SOCIAL MOBILITY AND CORPORATE DEVELOPMENT

 

Philippe Aghion

and

Thomas Piketty

 

June, 1994

 

Abstract

Historical evidence suggests that corporations have played a major role in producing information about and in promoting individual talents. This paper analyzes the implications of the corporate promotion mechanism for technological progress and macroeconomic development.

First, given that the fraction of detected talents may depend negatively upon the degree of technological sophistication and that private mangers do not appropriate the full social gains of corporate promotions; too skill-intensive new technologies tend to be adopted in equilibrium, the result being a socially excessive rate of technological progress.
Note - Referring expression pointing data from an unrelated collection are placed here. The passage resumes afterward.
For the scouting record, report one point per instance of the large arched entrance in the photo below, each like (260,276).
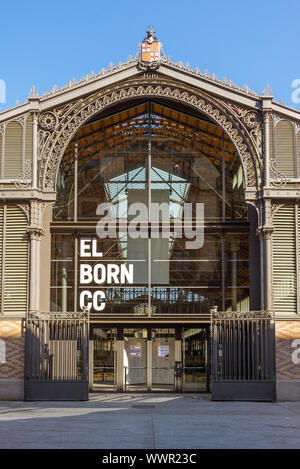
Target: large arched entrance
(151,151)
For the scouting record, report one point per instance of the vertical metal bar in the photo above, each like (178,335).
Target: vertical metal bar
(223,271)
(297,256)
(223,182)
(3,258)
(149,206)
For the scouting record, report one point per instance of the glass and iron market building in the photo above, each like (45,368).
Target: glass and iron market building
(223,318)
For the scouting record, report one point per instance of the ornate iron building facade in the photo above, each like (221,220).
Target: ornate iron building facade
(248,150)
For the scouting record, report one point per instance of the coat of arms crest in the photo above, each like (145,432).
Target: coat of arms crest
(150,53)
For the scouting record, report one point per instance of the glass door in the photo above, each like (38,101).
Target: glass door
(195,355)
(104,363)
(135,359)
(163,359)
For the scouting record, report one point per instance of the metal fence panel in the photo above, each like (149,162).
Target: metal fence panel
(56,356)
(243,355)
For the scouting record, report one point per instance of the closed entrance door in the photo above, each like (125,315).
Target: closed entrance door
(104,359)
(135,360)
(163,359)
(195,357)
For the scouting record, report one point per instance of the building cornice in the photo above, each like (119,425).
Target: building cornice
(224,89)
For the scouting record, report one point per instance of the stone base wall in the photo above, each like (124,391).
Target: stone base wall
(287,360)
(12,354)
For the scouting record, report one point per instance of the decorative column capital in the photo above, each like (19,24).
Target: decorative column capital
(265,231)
(35,233)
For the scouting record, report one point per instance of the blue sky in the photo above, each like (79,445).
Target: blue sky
(49,43)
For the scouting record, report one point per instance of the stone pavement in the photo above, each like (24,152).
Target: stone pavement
(150,421)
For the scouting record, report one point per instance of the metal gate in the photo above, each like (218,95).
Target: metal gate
(243,356)
(56,356)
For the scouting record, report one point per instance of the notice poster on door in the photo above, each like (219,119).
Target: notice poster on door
(135,351)
(163,351)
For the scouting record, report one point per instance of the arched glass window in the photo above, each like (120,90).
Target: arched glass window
(159,153)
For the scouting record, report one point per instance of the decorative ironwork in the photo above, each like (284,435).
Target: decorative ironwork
(150,52)
(24,177)
(76,115)
(243,355)
(48,121)
(278,179)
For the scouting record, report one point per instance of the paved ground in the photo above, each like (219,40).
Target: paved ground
(157,421)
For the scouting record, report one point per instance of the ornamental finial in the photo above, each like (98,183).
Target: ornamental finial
(267,91)
(33,93)
(150,54)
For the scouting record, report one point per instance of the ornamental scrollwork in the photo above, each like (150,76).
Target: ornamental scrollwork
(23,180)
(277,178)
(47,121)
(82,110)
(247,315)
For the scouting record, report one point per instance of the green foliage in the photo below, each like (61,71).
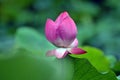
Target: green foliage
(117,66)
(85,71)
(31,40)
(26,66)
(96,58)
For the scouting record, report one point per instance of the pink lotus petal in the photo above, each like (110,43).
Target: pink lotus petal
(50,30)
(59,53)
(61,17)
(50,53)
(67,31)
(74,44)
(76,51)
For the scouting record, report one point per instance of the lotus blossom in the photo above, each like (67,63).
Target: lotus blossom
(62,33)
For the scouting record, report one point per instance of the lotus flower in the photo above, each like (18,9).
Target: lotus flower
(62,33)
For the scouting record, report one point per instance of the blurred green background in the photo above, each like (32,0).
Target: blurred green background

Next, in a two-sector economy where an informal, low-productivity sector producing little or no information about talents coexists with the formal corporate sector, information accumulation may exhibit perverse dynamics: low initial information about individual talents may lead the economy to a low-output, low-mobility steady state or "trap", especially when more sophisticated technologies are made available "too soon". Wealth-redistribution policies turn out to be partly ineffective at eliminating this trap; whereas returning for some time to less sophisticated technologies and/or directly subsidizing corporate detection activities can favour the emergence of a broader managerial elite and thereby ensure the transition to the high-output, high-mobility, steady state.